You may think well geez I don’t see how she reads? Well if I have a hemiplegic migraine I can’t, butttttt with these other ones it actually helps distract me unless it is pulsating too bad. Now things with bright lights such a television, computers, ipad, etc. I have to avoid when I have a hemiplegic or pulsating migraine.

What is a hemiplegic migraine you ask? Well good I will list you the symptoms, but first please don’t ever go to google or WebMd for a diagnosis.  All that does is promotes anxiety and usually wrong diagnosis.

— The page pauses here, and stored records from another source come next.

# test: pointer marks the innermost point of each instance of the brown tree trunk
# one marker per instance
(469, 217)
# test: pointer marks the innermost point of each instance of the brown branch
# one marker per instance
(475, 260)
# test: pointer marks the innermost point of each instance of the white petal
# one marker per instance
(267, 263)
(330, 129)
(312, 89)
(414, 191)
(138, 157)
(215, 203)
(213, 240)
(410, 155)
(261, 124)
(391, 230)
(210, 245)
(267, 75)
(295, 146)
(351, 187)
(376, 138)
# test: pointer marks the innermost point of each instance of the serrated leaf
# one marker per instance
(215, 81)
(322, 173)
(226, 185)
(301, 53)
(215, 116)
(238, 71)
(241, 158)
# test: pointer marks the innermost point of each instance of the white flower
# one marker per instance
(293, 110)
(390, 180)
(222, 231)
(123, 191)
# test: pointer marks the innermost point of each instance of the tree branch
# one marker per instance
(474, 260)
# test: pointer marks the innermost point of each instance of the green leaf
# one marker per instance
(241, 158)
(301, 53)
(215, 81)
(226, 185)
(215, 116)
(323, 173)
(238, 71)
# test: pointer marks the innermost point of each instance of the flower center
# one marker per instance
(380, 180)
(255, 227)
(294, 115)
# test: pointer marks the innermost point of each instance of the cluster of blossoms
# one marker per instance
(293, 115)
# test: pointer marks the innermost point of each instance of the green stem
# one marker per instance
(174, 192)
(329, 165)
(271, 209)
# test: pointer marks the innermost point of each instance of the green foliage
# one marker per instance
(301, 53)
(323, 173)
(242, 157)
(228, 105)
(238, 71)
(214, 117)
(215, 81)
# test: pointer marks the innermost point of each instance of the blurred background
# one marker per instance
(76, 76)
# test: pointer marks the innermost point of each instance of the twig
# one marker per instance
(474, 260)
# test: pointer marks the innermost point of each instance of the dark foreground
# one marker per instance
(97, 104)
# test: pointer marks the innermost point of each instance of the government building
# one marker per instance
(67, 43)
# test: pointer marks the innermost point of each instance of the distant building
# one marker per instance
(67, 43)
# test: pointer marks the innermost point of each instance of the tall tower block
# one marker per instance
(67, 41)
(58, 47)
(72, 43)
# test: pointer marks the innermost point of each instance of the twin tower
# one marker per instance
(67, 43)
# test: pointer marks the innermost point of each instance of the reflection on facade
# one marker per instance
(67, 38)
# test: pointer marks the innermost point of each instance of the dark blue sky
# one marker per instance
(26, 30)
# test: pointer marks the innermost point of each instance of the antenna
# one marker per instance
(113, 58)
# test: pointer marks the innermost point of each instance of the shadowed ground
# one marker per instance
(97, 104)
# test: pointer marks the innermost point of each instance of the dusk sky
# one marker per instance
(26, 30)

Symptoms of hemiplegic migraine include:

  • Severe, throbbing pain, often on one side of your head
  • A pins-and-needles feeling, often moving from your hand up your arm
  • Numbness on one side of your body, which can include your arm, leg, and/or one side of your face
  • Weakness or paralysis on one side of your body
  • Loss of balance and coordination
  • Visual aura, such as seeing zigzag lines, double vision, or blind spots
  • Language difficulties, such as mixing words or trouble remembering a word
  • Slurred speech
  • Dizziness or vertigo
  • Nausea and vomiting
  • Extreme sensitivity to light, sound, and smell
  • Confusion
  • Decreased consciousness or coma

Now I do not have all of these symptoms, but I do have a lot of them and yes it does feel like I am having a stroke.  At times I do want to tear my skull apart, crush my skull together like an eggshell, beat my head against the wall, pull my brain out through my skull and throw it against the ground, and a number of other things that would not be possible.  I just have to take each day the best I can and as cliche as it sounds just remember that there are worse things out there… like not breathing.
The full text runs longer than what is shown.